Post by Delta Tank » 21 Jan 2022 15:45

clifford13 wrote:
17 Jun 2016 02:53
There is this minor problem with that theory. With a pair of battleships , Ozawa's "Decoy" force was anything but helpless against tg 30.8, the fleet tankers assigned to 3 rd. fleet, operating some 500 miles East by North of manila bay...which put them in a supposed safe place away from the Luzon Airfields, but right smack dab on a line of approach from the north. Formosa or Japan. Without the tankers, which refueled Tf 38 on the 19,23 and 26 of October, they'd have been forced back to Ulithi...and that would have been his objective in one go.

Personally, task groups .3 and .4 should have been set up as 5 fleet with all 9 Independence class CVL's 4 Bb's and escorts and left north of the beaches, [there's san bernardino covered, Tf 34 fans] as groups .1 and .2 did just what Halsey did...go after the carriers and protect the tankers.

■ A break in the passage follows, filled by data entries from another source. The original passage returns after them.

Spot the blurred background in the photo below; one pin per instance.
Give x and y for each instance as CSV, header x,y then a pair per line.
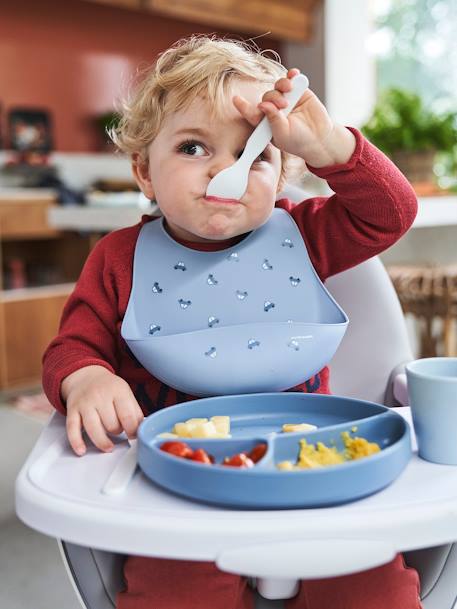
x,y
387,67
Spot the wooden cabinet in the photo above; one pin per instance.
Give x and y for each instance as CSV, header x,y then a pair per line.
x,y
285,19
135,4
48,263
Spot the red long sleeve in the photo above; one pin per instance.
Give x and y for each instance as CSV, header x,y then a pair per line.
x,y
372,207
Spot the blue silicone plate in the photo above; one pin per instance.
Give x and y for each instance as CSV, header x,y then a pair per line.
x,y
258,418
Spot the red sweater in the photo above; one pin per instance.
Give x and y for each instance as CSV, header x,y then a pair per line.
x,y
372,207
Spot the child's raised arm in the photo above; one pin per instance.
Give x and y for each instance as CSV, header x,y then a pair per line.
x,y
307,132
99,402
81,365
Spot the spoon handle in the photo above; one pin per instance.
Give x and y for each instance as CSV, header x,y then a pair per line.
x,y
261,135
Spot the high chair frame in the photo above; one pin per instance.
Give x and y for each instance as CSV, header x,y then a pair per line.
x,y
371,356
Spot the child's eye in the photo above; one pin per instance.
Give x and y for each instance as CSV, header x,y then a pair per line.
x,y
192,148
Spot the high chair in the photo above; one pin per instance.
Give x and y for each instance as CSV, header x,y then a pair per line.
x,y
371,356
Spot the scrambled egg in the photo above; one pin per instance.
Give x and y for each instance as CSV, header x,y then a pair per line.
x,y
320,455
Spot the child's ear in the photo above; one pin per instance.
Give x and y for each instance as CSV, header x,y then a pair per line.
x,y
140,169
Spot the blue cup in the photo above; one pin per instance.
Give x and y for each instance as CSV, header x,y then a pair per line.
x,y
432,391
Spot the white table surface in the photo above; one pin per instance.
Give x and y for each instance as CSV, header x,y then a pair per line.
x,y
60,495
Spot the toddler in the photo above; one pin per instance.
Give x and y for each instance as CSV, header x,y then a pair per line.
x,y
188,119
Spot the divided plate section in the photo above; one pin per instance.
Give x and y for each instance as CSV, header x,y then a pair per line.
x,y
258,419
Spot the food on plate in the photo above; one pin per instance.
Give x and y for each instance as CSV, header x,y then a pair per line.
x,y
178,449
243,459
320,455
215,427
289,427
239,460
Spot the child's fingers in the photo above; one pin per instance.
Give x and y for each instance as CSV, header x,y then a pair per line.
x,y
292,72
74,432
96,432
130,414
109,419
275,97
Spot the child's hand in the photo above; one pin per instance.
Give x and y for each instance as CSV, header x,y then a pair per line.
x,y
99,402
307,132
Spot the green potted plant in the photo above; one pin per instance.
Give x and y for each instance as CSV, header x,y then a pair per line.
x,y
104,122
410,134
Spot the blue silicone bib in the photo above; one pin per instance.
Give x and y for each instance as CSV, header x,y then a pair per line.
x,y
251,318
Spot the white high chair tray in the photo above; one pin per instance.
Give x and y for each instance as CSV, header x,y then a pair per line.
x,y
60,495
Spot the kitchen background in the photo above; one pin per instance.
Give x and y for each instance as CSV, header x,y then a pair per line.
x,y
63,65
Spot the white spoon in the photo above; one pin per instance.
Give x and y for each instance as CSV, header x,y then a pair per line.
x,y
231,183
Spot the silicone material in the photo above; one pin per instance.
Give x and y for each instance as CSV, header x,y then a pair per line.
x,y
258,419
253,317
231,183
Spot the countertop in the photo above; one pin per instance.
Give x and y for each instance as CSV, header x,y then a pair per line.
x,y
433,212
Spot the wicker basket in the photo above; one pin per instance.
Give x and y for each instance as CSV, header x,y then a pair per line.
x,y
429,293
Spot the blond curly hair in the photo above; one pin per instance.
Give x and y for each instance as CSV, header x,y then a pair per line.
x,y
200,65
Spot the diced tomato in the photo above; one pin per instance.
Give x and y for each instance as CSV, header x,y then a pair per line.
x,y
201,456
179,449
258,452
239,460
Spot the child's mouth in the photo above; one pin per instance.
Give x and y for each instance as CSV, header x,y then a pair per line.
x,y
222,200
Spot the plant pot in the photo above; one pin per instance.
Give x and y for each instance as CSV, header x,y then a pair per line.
x,y
416,165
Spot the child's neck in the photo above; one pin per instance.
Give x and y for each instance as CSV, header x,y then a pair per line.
x,y
206,246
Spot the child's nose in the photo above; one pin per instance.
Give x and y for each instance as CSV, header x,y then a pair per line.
x,y
221,162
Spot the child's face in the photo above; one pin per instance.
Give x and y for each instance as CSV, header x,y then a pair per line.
x,y
188,151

While re-reading the book entitled, “The Fast Carriers, The Forging of an Air Navy” by Clark G. Reynolds. Reynolds states on page 251-252 the composition of Sea Logistics Service Group at Leyte Gulf: “34 Fleet oilers escorted by 11 escort carriers, 19 destroyers, and 26 destroyer escorts.. . .the “jeep carriers” would provide combat air patrols and would ferry replacement aircraft. Admiral Halsey set each fueling rendezvous at the extreme range of Japanese land based planes, which never succeeded in disrupting any refueling operations.”